Miss PJ (18mos) is going through a "cognitive leap." That's a fancy term the "professionals" use to mean she's going bat-**** crazy. She's transitioning from two naps to one, wanting a later (less peaceful) bedtime, cutting four teeth, working through some food allergies, and trying to talk. (That last one means this: she wants to talk, but can't, gets frustrated by her lack of communication, and flails in the floor while her parents and siblings frantically hold things out to her to see if it's what she wants: "Snack? Water? Doll? Ball? Blanket? Hug? Duck? Prozac?!")

Miss C (8) and Miss M (5) have been ever so patient with the crazy babies while fighting their own double ear infections, sore throats, and fevers. So there's that.

I have never worked so hard in my life for so little results. From the time my feet hit the floor until the last Little is asleep at night, I do not stop. Yet at any given point, my laundry is behind, my dishes are piled up, my floor is unswept, and my hair is unwashed.

In the midst of it all, the PreacherMan and I have started working out again. And here's what I know about the first few weeks back at the gym. My muscles don't work right. Everything feels awkward and silly. I'm sore for days after a workout. And I see zero results. It would be easy to give up.

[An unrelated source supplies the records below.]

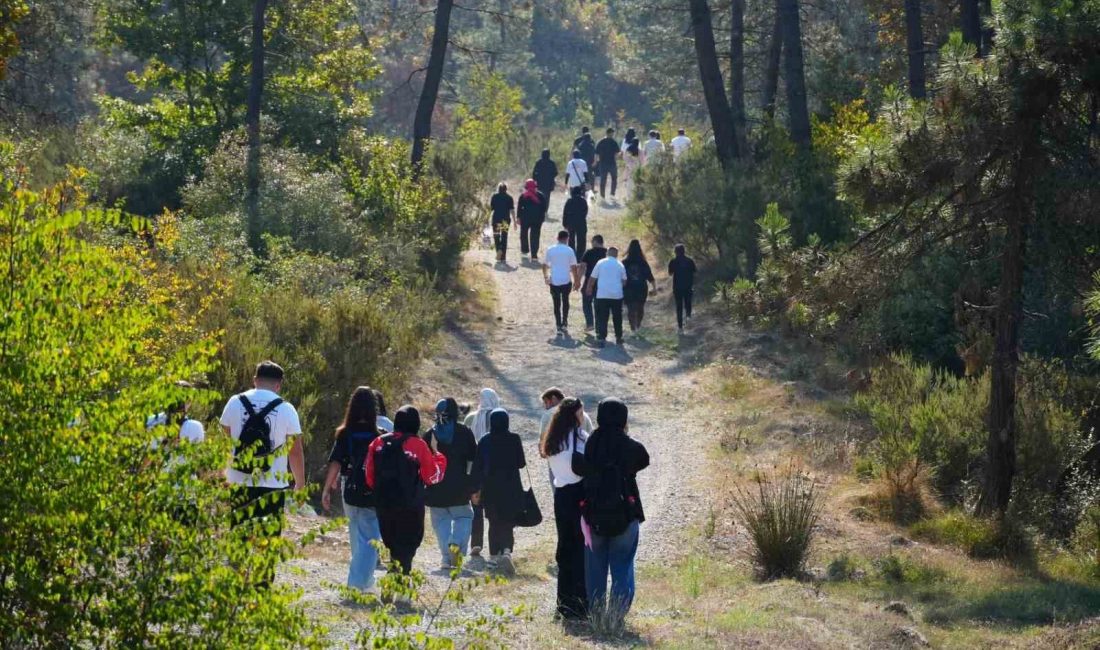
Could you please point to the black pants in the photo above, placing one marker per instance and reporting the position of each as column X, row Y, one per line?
column 683, row 306
column 578, row 241
column 477, row 532
column 501, row 239
column 529, row 234
column 402, row 532
column 635, row 312
column 263, row 509
column 604, row 173
column 560, row 296
column 501, row 536
column 608, row 308
column 572, row 596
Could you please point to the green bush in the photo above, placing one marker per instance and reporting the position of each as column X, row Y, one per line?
column 95, row 551
column 780, row 514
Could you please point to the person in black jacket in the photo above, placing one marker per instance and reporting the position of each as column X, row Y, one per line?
column 546, row 173
column 531, row 212
column 609, row 451
column 499, row 459
column 574, row 218
column 452, row 517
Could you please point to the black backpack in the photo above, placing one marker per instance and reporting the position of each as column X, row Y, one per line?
column 356, row 493
column 396, row 476
column 254, row 449
column 606, row 507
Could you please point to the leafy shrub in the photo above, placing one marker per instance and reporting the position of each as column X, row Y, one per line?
column 95, row 551
column 979, row 538
column 780, row 514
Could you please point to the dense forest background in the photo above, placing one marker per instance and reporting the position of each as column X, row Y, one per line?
column 189, row 186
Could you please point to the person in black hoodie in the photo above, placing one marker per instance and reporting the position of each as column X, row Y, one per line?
column 452, row 517
column 546, row 173
column 574, row 218
column 612, row 508
column 499, row 459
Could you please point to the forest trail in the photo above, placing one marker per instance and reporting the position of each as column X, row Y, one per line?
column 518, row 354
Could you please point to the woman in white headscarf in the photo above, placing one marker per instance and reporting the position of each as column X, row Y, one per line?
column 477, row 421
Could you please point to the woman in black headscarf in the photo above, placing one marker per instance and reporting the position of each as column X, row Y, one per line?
column 499, row 459
column 612, row 508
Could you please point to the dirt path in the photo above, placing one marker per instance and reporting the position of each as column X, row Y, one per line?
column 520, row 355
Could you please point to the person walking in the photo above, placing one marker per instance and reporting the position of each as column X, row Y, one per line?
column 607, row 151
column 682, row 272
column 398, row 466
column 606, row 284
column 562, row 274
column 591, row 257
column 631, row 156
column 448, row 500
column 264, row 429
column 563, row 437
column 546, row 174
column 503, row 217
column 347, row 459
column 531, row 212
column 574, row 218
column 680, row 144
column 639, row 278
column 576, row 173
column 612, row 508
column 652, row 147
column 499, row 460
column 477, row 421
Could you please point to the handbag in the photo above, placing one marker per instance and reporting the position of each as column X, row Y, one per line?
column 530, row 516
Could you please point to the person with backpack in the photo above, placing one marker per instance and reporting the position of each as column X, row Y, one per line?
column 398, row 466
column 546, row 173
column 477, row 421
column 353, row 438
column 607, row 149
column 574, row 219
column 682, row 272
column 639, row 278
column 606, row 284
column 448, row 500
column 531, row 212
column 499, row 459
column 264, row 429
column 612, row 509
column 590, row 259
column 561, row 440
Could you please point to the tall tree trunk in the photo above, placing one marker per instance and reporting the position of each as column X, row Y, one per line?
column 252, row 125
column 425, row 108
column 1037, row 95
column 793, row 73
column 771, row 65
column 714, row 88
column 971, row 22
column 737, row 74
column 914, row 43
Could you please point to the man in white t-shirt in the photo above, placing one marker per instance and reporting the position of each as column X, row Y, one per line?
column 607, row 279
column 680, row 144
column 262, row 492
column 652, row 147
column 562, row 274
column 576, row 171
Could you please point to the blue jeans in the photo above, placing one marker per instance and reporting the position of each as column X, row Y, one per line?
column 614, row 554
column 452, row 526
column 363, row 529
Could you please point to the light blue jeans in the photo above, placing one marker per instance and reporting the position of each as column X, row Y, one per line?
column 613, row 554
column 362, row 529
column 452, row 526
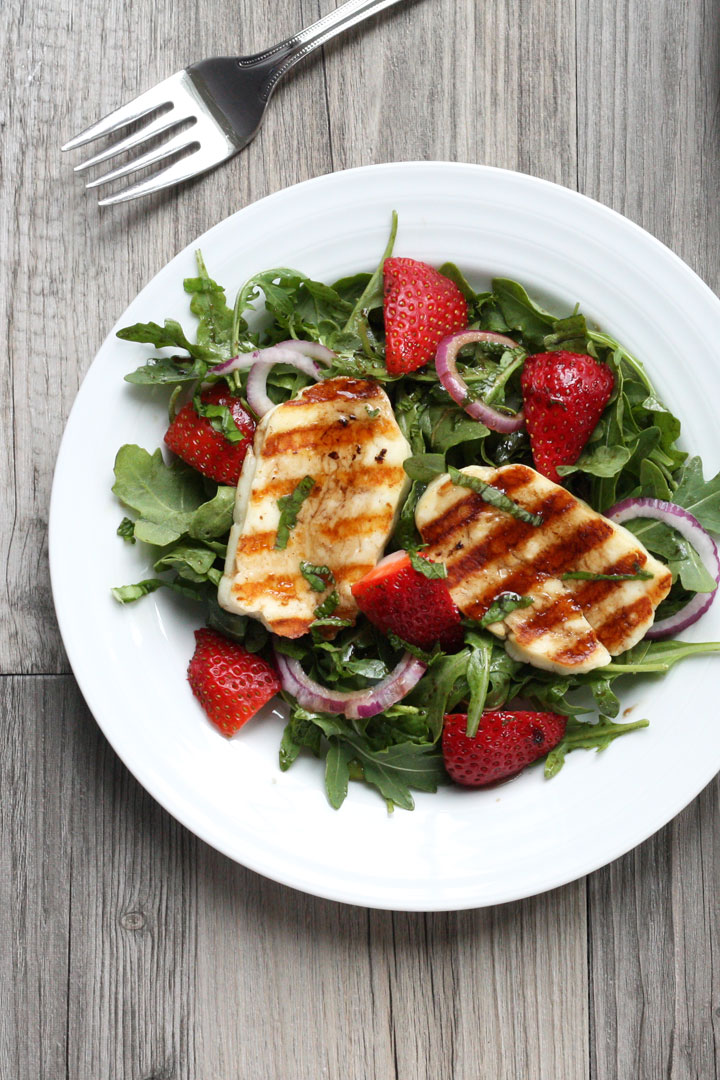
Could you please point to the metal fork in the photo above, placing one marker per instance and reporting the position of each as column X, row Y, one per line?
column 225, row 99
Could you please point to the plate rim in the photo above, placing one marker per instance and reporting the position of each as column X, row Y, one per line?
column 135, row 765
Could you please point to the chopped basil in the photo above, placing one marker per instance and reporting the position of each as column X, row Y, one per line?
column 432, row 570
column 502, row 606
column 493, row 496
column 328, row 606
column 289, row 508
column 318, row 578
column 586, row 576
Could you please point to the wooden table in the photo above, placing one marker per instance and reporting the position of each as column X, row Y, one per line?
column 130, row 949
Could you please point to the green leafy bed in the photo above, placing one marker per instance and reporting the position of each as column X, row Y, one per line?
column 186, row 517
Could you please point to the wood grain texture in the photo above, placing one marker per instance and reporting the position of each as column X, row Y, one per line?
column 130, row 949
column 653, row 916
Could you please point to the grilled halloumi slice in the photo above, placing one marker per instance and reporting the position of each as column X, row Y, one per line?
column 343, row 434
column 572, row 625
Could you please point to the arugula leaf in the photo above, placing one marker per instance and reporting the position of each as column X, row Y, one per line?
column 192, row 562
column 127, row 594
column 289, row 508
column 126, row 530
column 221, row 420
column 168, row 336
column 213, row 518
column 424, row 467
column 337, row 772
column 580, row 736
column 398, row 768
column 478, row 680
column 415, row 650
column 456, row 275
column 372, row 295
column 650, row 657
column 502, row 606
column 701, row 497
column 598, row 461
column 520, row 313
column 328, row 606
column 166, row 497
column 493, row 496
column 214, row 315
column 424, row 566
column 162, row 370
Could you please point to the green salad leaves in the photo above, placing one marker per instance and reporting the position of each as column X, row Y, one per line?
column 182, row 520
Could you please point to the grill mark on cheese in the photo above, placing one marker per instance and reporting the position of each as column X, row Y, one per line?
column 506, row 537
column 341, row 389
column 546, row 620
column 343, row 528
column 355, row 460
column 588, row 593
column 255, row 543
column 280, row 586
column 620, row 624
column 356, row 476
column 335, row 436
column 581, row 649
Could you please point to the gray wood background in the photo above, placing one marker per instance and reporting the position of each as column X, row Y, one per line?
column 130, row 950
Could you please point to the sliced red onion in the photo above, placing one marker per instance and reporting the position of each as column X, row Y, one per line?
column 256, row 392
column 356, row 704
column 688, row 526
column 286, row 352
column 298, row 353
column 456, row 386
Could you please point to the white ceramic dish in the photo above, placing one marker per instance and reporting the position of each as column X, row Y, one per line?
column 458, row 849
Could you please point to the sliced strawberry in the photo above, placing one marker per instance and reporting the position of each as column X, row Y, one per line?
column 504, row 744
column 565, row 394
column 230, row 683
column 421, row 307
column 194, row 440
column 397, row 598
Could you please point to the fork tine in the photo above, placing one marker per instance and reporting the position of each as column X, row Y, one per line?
column 192, row 165
column 155, row 126
column 181, row 142
column 148, row 102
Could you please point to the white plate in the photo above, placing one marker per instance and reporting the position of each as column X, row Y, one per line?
column 458, row 849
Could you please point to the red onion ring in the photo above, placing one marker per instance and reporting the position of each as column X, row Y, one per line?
column 300, row 354
column 689, row 527
column 356, row 704
column 456, row 386
column 285, row 352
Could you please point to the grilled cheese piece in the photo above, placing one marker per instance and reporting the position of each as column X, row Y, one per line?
column 343, row 434
column 572, row 625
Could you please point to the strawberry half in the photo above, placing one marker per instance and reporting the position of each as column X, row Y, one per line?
column 421, row 307
column 504, row 744
column 564, row 395
column 230, row 683
column 197, row 442
column 397, row 598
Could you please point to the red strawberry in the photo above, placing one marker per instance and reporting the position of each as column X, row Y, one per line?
column 565, row 394
column 504, row 744
column 421, row 307
column 396, row 597
column 194, row 440
column 230, row 683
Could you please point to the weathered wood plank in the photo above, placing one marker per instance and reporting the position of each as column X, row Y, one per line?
column 648, row 145
column 135, row 950
column 654, row 941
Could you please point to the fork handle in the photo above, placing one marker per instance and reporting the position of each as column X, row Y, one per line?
column 281, row 57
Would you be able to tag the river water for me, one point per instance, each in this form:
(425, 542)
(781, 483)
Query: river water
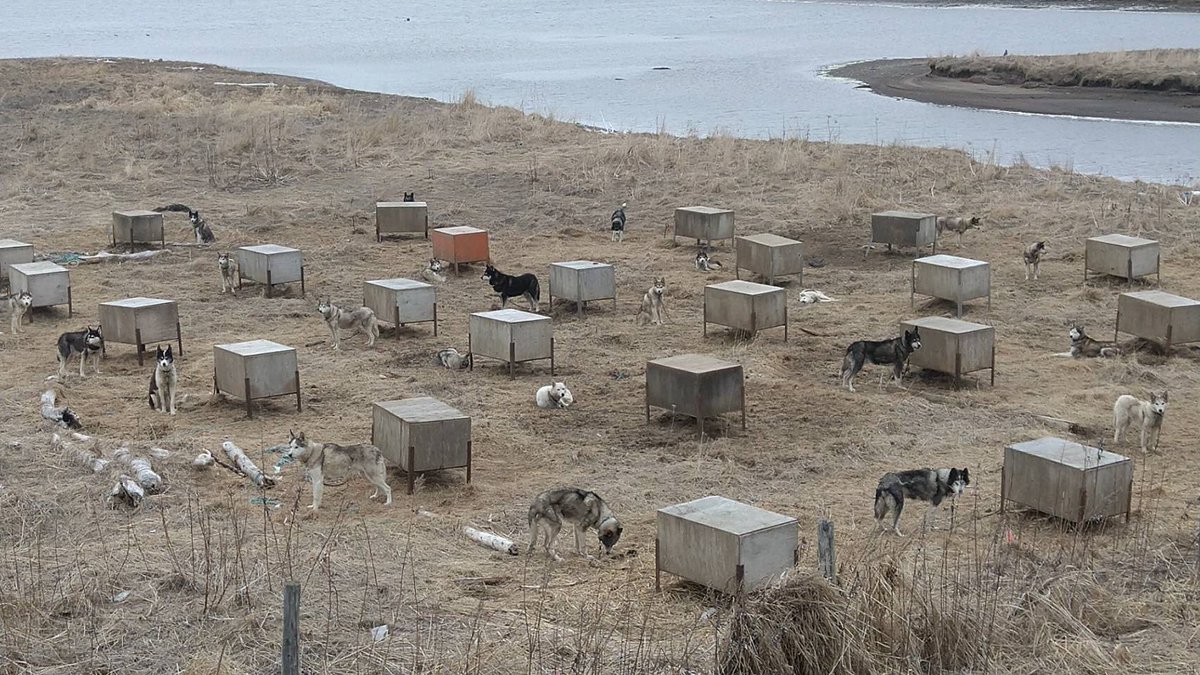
(745, 67)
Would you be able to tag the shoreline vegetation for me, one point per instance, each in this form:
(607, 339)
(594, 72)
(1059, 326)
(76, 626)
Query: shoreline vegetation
(1146, 85)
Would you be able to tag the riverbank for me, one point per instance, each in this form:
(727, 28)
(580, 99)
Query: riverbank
(910, 78)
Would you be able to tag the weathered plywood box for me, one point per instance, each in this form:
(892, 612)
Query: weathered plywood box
(953, 346)
(138, 227)
(421, 435)
(1066, 479)
(402, 300)
(904, 228)
(401, 217)
(461, 244)
(696, 386)
(141, 322)
(1158, 316)
(745, 305)
(511, 336)
(725, 545)
(1117, 255)
(582, 281)
(13, 252)
(49, 284)
(769, 256)
(953, 279)
(270, 264)
(258, 369)
(703, 223)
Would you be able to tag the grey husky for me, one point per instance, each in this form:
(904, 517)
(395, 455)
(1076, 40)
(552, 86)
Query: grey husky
(582, 509)
(336, 318)
(933, 485)
(893, 352)
(163, 382)
(18, 306)
(339, 463)
(84, 342)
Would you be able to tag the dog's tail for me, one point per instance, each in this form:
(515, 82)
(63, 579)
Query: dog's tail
(178, 208)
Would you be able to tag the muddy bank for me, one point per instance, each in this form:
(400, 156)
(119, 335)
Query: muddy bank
(910, 78)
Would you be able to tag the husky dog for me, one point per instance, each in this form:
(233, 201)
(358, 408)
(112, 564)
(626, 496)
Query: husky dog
(959, 225)
(163, 382)
(339, 463)
(618, 223)
(18, 305)
(432, 273)
(451, 359)
(654, 310)
(705, 263)
(199, 227)
(514, 286)
(933, 485)
(228, 276)
(1149, 416)
(360, 320)
(809, 297)
(893, 352)
(83, 342)
(555, 395)
(583, 509)
(1033, 258)
(1081, 346)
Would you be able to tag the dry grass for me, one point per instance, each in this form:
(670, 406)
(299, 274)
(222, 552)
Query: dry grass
(1155, 70)
(301, 163)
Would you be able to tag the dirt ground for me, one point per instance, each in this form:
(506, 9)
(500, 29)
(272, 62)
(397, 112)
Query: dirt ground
(192, 581)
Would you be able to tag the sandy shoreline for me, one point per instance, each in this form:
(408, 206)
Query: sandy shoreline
(909, 78)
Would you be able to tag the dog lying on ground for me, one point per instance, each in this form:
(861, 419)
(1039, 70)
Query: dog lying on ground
(163, 382)
(1033, 258)
(654, 310)
(451, 359)
(893, 352)
(228, 275)
(582, 509)
(84, 342)
(1149, 416)
(360, 320)
(925, 484)
(555, 395)
(618, 223)
(509, 286)
(339, 463)
(18, 306)
(1081, 346)
(958, 225)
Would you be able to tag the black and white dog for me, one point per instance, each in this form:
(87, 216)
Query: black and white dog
(201, 228)
(163, 381)
(893, 352)
(514, 286)
(618, 223)
(84, 342)
(933, 485)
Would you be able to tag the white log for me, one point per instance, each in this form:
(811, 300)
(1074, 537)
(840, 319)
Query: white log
(238, 457)
(127, 491)
(491, 541)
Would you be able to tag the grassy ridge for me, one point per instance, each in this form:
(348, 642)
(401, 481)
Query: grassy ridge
(1152, 70)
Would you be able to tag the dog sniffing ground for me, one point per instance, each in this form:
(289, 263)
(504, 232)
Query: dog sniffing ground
(193, 578)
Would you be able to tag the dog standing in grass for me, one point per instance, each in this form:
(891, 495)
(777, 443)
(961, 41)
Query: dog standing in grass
(1149, 416)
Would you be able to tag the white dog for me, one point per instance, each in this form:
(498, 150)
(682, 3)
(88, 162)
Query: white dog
(1149, 416)
(555, 395)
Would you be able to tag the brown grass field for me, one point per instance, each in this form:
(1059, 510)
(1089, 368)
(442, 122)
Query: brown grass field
(301, 163)
(1153, 70)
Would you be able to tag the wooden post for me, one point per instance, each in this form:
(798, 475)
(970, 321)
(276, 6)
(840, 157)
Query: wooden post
(826, 557)
(292, 628)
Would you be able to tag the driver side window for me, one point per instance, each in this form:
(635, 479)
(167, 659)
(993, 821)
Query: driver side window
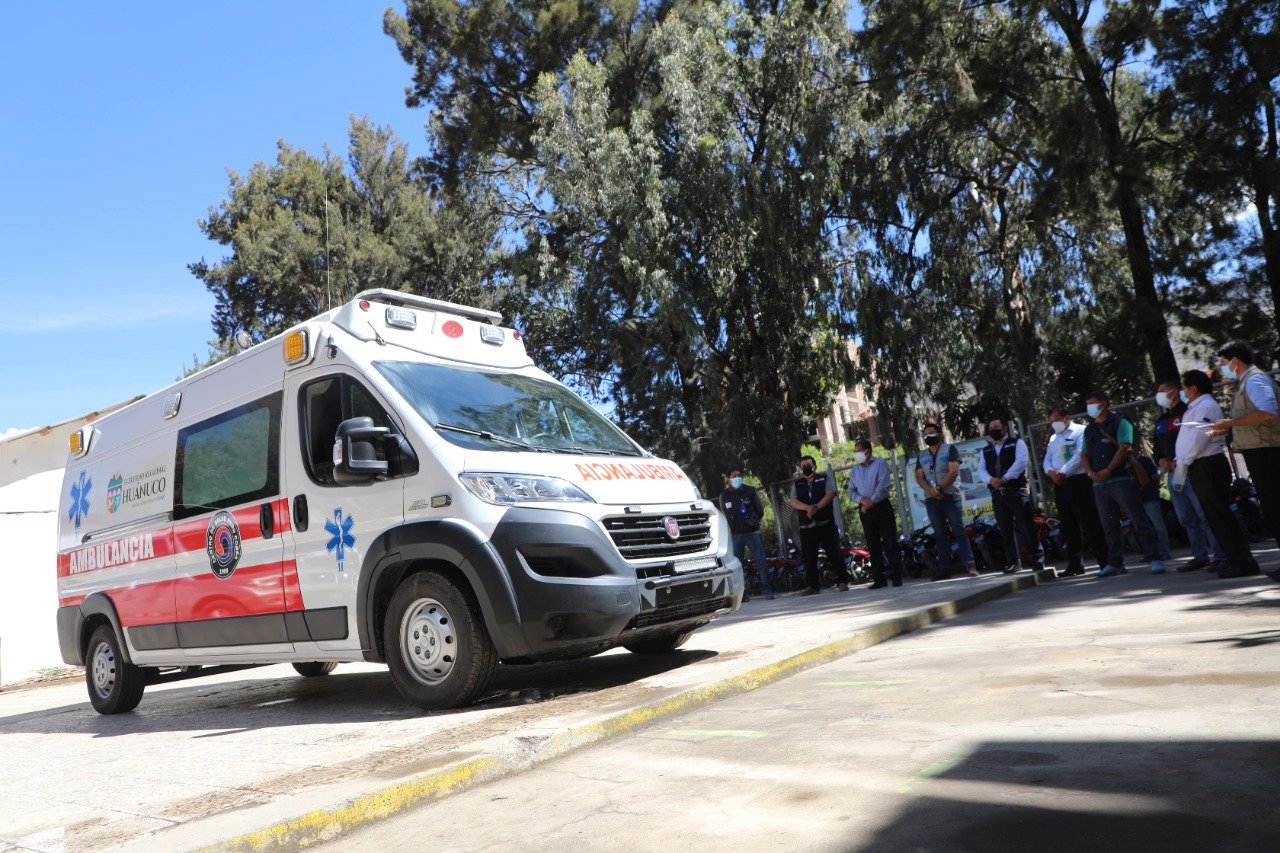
(325, 404)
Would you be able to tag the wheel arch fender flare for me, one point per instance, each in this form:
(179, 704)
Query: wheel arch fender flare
(435, 541)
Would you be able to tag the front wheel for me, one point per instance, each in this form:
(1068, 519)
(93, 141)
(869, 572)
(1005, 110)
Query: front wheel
(437, 646)
(311, 669)
(659, 644)
(114, 684)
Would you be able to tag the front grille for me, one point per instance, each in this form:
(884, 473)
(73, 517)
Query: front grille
(644, 537)
(676, 612)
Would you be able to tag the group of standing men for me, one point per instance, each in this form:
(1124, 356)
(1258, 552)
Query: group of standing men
(1096, 478)
(1097, 474)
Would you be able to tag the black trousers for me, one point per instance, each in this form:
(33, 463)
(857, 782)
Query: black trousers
(826, 537)
(1264, 465)
(1079, 518)
(1211, 478)
(1013, 510)
(881, 529)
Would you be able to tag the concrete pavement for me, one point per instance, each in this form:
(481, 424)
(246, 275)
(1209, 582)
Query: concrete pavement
(1130, 714)
(227, 756)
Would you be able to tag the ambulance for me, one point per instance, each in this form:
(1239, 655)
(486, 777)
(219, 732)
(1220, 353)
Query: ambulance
(393, 480)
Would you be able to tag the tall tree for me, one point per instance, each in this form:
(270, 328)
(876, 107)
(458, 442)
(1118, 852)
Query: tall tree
(690, 260)
(1101, 51)
(307, 232)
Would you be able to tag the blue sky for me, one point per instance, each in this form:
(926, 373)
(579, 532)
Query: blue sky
(118, 123)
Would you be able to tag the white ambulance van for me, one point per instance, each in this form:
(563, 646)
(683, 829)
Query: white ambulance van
(393, 480)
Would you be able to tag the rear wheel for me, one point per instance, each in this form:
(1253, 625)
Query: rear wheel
(114, 684)
(659, 644)
(437, 646)
(312, 669)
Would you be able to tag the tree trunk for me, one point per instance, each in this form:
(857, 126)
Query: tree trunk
(1148, 314)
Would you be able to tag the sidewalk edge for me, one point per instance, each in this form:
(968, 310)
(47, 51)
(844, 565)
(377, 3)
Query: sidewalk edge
(328, 824)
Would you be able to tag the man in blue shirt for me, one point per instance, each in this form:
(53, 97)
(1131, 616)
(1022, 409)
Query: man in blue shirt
(1004, 470)
(937, 468)
(1106, 454)
(868, 488)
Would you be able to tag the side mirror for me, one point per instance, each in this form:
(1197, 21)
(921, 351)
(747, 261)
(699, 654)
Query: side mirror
(355, 451)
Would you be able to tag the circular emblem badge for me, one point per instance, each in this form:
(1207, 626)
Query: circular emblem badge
(222, 543)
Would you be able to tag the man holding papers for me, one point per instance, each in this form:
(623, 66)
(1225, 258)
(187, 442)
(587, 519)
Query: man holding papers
(1202, 465)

But here's what else I know: with time and consistency, those muscles start to build. The movements feel less awkward, and even fun. My body is a little less sore and a little more defined. The numbers on the scale and the reflection in the mirror start to change.

So here's what I'm telling myself, and what I'm telling you, in this season of parenting: This is all new. It's hard. It's a stretch. It feels awkward and painful and yields little results.

But we keep going. We push a little harder. We dig a little deeper. We find that survivor - that champion - that's inside each of us, and we push her to her max. Because someday (hopefully soon), it will all become a little less awkward, a little less chaotic, a little less painful, with a few more results. And it won't be because life has become easier, it will be because we have become stronger.

In the meantime, don't worry about what you're not. Ain't nobody got time for that. Think about who you're becoming and what you're accomplishing in these little people. Take a deep breath, a sip of coffee, and a moment to pray. Then jump in and do it. We got this, you and I. We can do hard things.